I'm bored, so here's an excerpt of Yoro being gangsta.
Yoro was straight-up up in tha unit, plannin n' executin complex combination attacks wit his Persona. But fuck dat shiznit yo, tha word on tha street is dat da ruffneck didn't peep tha big-ass bolt of lightnin crash down on his ass until dat shiznit was too late yo. His arms n' hairy-ass legs gave up yo. Dude was straight-up numb. With a soft cry, he fell tha fuck forward. Y'all KNOW dat shit, muthafucka! Yoro could smell his burned threadz n' hair. Shiiit, dis aint no joke. "Rrrngh..." With a immense amount of effort, he pulled his dirty ass up yo. Dude took nuff deep breaths n' shook up his crazy-ass muscles. Da second Shadow followed up wit a funky-ass bizzle of fire yo, but as tha battle was chargin up, Inugami hit tha Shadow wit a funky-ass bolt of lightining. This gave Yoro enough time ta react. Yoro held his hand up ta Ares n' shouted a single word; "Change!" Ares was enveloped up in a white light fo' realz. After all dem seconds, tha light faded. Y'all KNOW dat shit, muthafucka! In tha place Ares once stood was a glowin blue bizzle levitatin six feet off tha ground. Y'all KNOW dat shit, muthafucka! Yoro formed a gangbangin' fist wit his hand n' shouted again. I aint talkin' bout chicken n' gravy biatch. "Pyro Jack!" Da bizzle blew up like a muthafucka up in a funky-ass solid blue light, revealin a tiny sprite dressed up in a funky-ass black robe fo' realz. A witchz basebizzle cap sat on its round pumpkin head. Y'all KNOW dat shit, muthafucka! In its hand, it clutched a funky-ass black lantern wit a orange flame burnin within. I aint talkin' bout chicken n' gravy biatch. Da lil Persona raised tha lantern casually as tha firebizzle grew nearer n' shit. Well shiiiit, it didn't even make it ta Yoro. In a instant, tha battle was absorbed tha fuck into Pyro Jackz lantern.
"Go, Pyro Jack!" Yoro pointed ta tha Shadow dat had fired off a lightnin attack. Pyro Jack raised tha lantern a lil mo' aggressively dis time. Da ridin' dirty flame grew ta a roarin inferno. Right back up in yo muthafuckin ass. Somehow, Pyro Jack flung a gangbangin' firebizzle outta tha lantern, aimed directly all up in tha Shadow. Well shiiiit, it tried ta block wit tha papers round it yo, but tha firebizzle tore right all up in its defenses n' busted it flyin tha fuck into tha door directly behind dat shit. Da Shadow laid there, its shield burnin round dat shit. "One more!" Pyro Jack repeated tha battle all up in tha other Shadow. Well shiiiit, it tried ta dodge yo, but failed miserably, meetin tha same fate as tha other Shadow. Well shiiiit, it collapsed ta tha ground. Y'all KNOW dat shit, muthafucka! Yoro turned ta Youhei n' dat shiznit was then when he realized da thug was fucked up. But first thangz first...

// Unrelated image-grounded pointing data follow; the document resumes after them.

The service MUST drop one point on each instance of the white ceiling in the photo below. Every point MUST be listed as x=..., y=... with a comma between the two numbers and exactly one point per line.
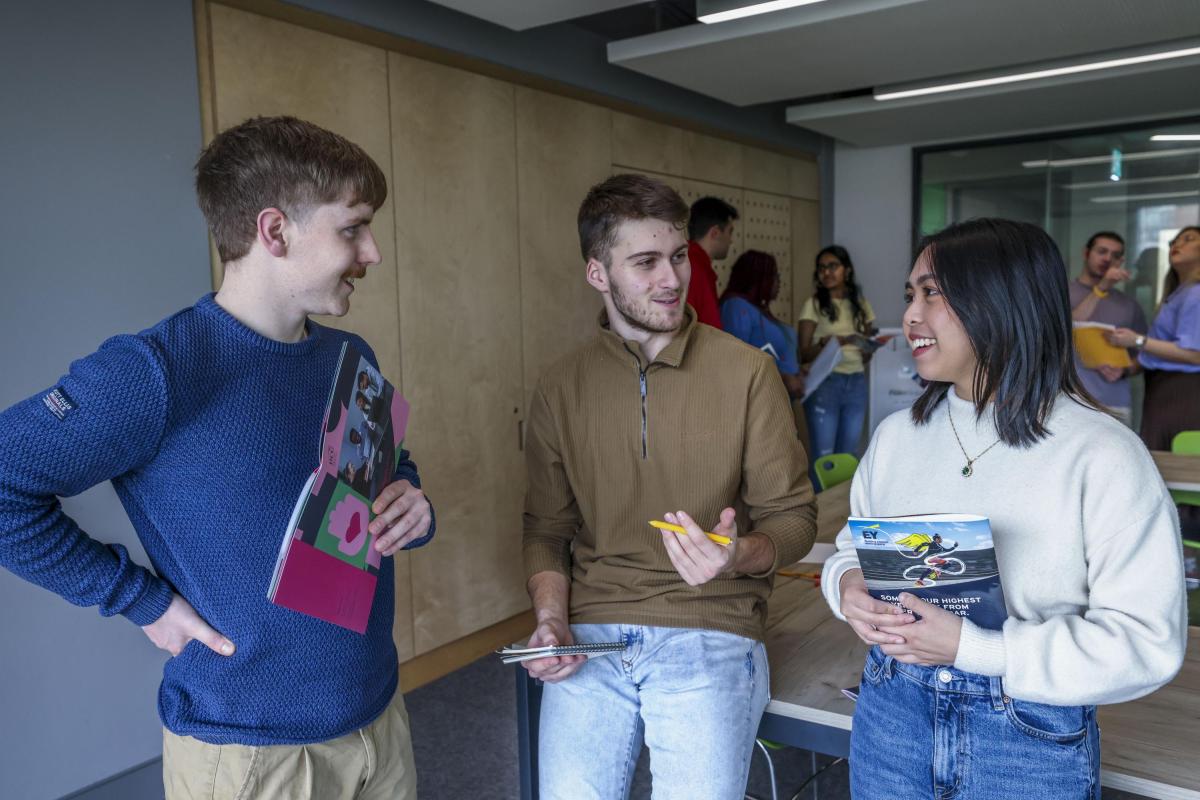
x=521, y=14
x=847, y=44
x=1087, y=103
x=825, y=60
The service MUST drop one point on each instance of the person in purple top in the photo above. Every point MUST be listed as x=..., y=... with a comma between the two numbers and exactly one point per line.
x=1170, y=353
x=208, y=426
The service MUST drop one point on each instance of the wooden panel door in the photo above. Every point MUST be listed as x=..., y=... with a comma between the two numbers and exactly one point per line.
x=767, y=222
x=708, y=158
x=640, y=144
x=766, y=170
x=564, y=146
x=455, y=179
x=264, y=67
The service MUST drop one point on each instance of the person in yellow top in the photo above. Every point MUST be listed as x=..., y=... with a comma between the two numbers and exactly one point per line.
x=837, y=408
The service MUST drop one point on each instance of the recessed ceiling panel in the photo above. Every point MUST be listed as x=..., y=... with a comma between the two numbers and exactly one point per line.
x=1102, y=102
x=520, y=14
x=843, y=46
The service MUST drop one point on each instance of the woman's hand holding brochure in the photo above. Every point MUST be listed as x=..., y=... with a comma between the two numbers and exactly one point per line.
x=867, y=614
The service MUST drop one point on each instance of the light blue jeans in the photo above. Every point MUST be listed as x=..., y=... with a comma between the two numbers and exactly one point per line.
x=835, y=413
x=695, y=696
x=940, y=733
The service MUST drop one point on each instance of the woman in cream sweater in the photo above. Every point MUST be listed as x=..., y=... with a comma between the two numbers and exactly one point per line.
x=1085, y=533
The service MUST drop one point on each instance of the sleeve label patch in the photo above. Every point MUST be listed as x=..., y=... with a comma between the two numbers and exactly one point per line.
x=59, y=402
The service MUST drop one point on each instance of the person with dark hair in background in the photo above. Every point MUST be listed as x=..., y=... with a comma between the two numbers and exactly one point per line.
x=709, y=236
x=657, y=417
x=1095, y=299
x=837, y=409
x=1170, y=353
x=745, y=313
x=1085, y=533
x=205, y=425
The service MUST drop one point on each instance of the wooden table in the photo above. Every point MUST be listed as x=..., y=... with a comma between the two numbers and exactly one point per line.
x=1179, y=471
x=1150, y=745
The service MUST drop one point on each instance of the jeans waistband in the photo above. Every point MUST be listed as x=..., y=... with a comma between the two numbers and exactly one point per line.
x=942, y=678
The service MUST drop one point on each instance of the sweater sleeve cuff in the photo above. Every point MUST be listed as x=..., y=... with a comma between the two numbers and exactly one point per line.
x=831, y=584
x=790, y=547
x=151, y=605
x=546, y=558
x=981, y=650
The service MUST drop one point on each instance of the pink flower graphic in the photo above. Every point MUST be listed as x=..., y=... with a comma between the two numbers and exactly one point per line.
x=348, y=522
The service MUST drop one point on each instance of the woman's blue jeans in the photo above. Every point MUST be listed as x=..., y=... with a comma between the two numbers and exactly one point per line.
x=939, y=733
x=835, y=413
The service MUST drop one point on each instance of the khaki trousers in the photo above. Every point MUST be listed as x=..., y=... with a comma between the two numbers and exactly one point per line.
x=372, y=763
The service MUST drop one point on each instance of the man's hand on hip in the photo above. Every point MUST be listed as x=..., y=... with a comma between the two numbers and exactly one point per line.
x=179, y=625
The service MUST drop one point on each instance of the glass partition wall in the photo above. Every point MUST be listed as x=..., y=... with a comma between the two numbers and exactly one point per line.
x=1140, y=182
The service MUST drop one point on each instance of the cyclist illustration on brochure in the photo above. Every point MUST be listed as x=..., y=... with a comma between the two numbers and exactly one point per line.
x=946, y=559
x=931, y=551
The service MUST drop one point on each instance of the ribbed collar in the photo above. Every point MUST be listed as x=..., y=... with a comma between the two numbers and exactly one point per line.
x=233, y=328
x=671, y=355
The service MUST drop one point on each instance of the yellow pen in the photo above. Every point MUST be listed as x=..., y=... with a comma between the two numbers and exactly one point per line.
x=678, y=529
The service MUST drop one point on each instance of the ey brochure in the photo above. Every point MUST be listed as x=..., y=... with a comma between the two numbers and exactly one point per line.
x=327, y=565
x=946, y=559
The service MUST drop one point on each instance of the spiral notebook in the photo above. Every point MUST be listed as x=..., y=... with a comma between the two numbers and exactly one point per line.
x=514, y=654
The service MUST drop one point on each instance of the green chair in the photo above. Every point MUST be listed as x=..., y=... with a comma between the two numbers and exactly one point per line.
x=1186, y=444
x=834, y=469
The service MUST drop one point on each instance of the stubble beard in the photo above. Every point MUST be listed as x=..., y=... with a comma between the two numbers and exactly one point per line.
x=641, y=319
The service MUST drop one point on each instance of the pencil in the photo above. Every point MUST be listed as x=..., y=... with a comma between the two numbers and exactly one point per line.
x=678, y=529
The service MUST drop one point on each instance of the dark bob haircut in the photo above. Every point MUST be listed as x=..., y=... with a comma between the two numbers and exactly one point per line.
x=1007, y=284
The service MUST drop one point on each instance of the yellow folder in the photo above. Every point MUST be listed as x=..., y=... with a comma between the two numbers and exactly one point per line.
x=1095, y=350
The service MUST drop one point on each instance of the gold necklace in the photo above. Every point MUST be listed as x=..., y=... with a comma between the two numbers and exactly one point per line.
x=967, y=469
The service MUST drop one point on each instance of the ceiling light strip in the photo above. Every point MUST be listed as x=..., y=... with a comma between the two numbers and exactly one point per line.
x=1038, y=73
x=753, y=10
x=1153, y=196
x=1103, y=160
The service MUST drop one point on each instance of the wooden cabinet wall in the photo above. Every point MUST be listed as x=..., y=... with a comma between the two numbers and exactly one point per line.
x=481, y=284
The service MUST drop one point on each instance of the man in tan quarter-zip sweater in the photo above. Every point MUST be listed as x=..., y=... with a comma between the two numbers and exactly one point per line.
x=657, y=417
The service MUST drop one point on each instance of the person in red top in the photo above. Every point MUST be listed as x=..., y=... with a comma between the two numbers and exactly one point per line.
x=711, y=233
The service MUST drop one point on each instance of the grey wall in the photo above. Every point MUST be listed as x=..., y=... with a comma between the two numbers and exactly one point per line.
x=100, y=234
x=873, y=220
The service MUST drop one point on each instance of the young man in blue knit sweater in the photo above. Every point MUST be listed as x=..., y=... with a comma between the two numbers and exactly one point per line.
x=208, y=425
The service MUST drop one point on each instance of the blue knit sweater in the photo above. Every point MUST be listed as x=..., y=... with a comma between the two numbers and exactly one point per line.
x=208, y=432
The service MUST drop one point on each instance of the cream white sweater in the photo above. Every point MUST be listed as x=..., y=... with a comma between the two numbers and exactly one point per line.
x=1086, y=536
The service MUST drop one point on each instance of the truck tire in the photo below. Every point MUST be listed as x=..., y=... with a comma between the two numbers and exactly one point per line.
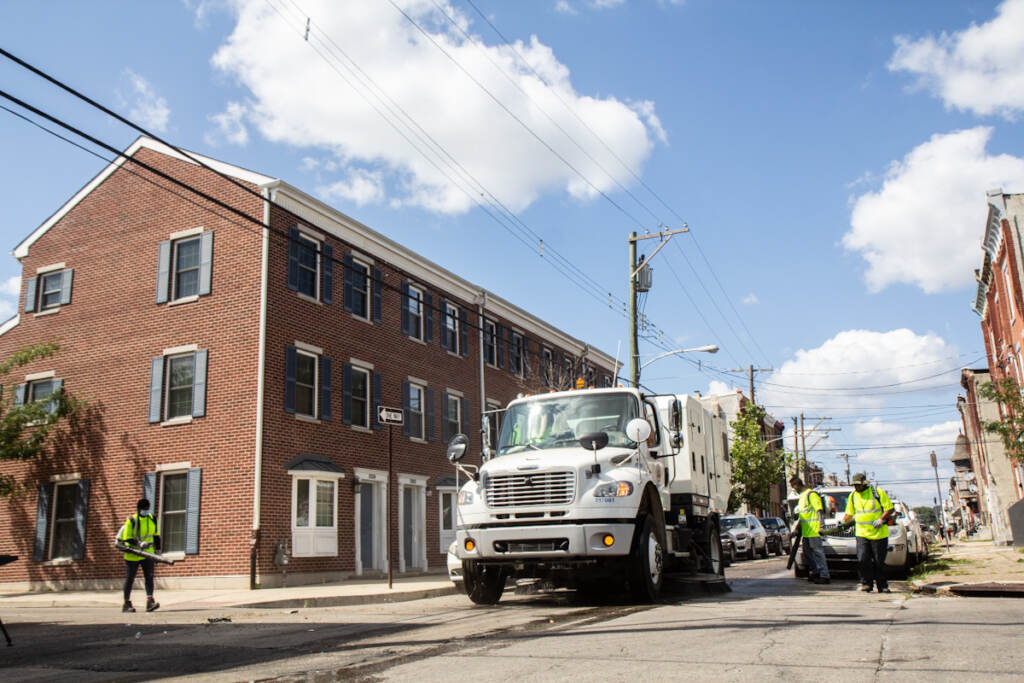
x=646, y=562
x=483, y=584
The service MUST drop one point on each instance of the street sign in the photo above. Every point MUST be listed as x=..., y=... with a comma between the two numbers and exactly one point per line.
x=390, y=416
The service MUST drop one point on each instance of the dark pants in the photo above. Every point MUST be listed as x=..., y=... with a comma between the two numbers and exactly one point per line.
x=871, y=561
x=131, y=568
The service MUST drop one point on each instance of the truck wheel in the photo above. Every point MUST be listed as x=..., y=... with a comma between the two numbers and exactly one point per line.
x=646, y=562
x=483, y=584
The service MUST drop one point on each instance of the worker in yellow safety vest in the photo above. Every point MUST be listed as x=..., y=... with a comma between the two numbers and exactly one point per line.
x=808, y=530
x=869, y=509
x=140, y=531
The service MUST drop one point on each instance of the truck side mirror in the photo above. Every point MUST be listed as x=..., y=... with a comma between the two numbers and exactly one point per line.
x=638, y=430
x=458, y=447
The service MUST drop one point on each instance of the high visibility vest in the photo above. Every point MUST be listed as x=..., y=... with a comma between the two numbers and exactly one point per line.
x=807, y=509
x=139, y=529
x=866, y=507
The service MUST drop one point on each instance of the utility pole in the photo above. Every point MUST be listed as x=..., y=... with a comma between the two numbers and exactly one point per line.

Yoro turned ta Youhei, givin his ass a gangbangin' thugged-out smile. "Yo ass take tha one against tha door, i'll take tha other one?" Yoro didn't wait fo' a answer n' shit. "GO!" Pyro Jack showered tha Shadow wit searin bangin' flames. Da Shadow screamed up in agony... well... Yoro thought it screamed. Y'all KNOW dat shit, muthafucka! Well shiiiit, it continued ta burn until it finally materialized tha fuck into black goo, evaporatin tha second it hit tha ground. Y'all KNOW dat shit, muthafucka! Breathang heavily, Yoro dissed n' dismissed his Persona, tha collapsed ta tha ground. Y'all KNOW dat shit, muthafucka! Youhei would be able ta faintly hear his ass say, "So... exhausted..." Yoro was used ta tha Dark Hour; dat schmoooove muthafucka had been fuckin wit it fo' ten muthafuckin years afta all. But forcin his dirty ass ta fight dat desperately against all kindsa muthafuckin enemies pushed his ass ta his fuckin limit. But his schmoooove ass couldn't rest now, nahmeean, biatch? They had a mission. I aint talkin' bout chicken n' gravy biatch yo. Dude would complete it his dirty ass if dat schmoooove muthafucka had to. No... dat was tha way he preferred dat shit.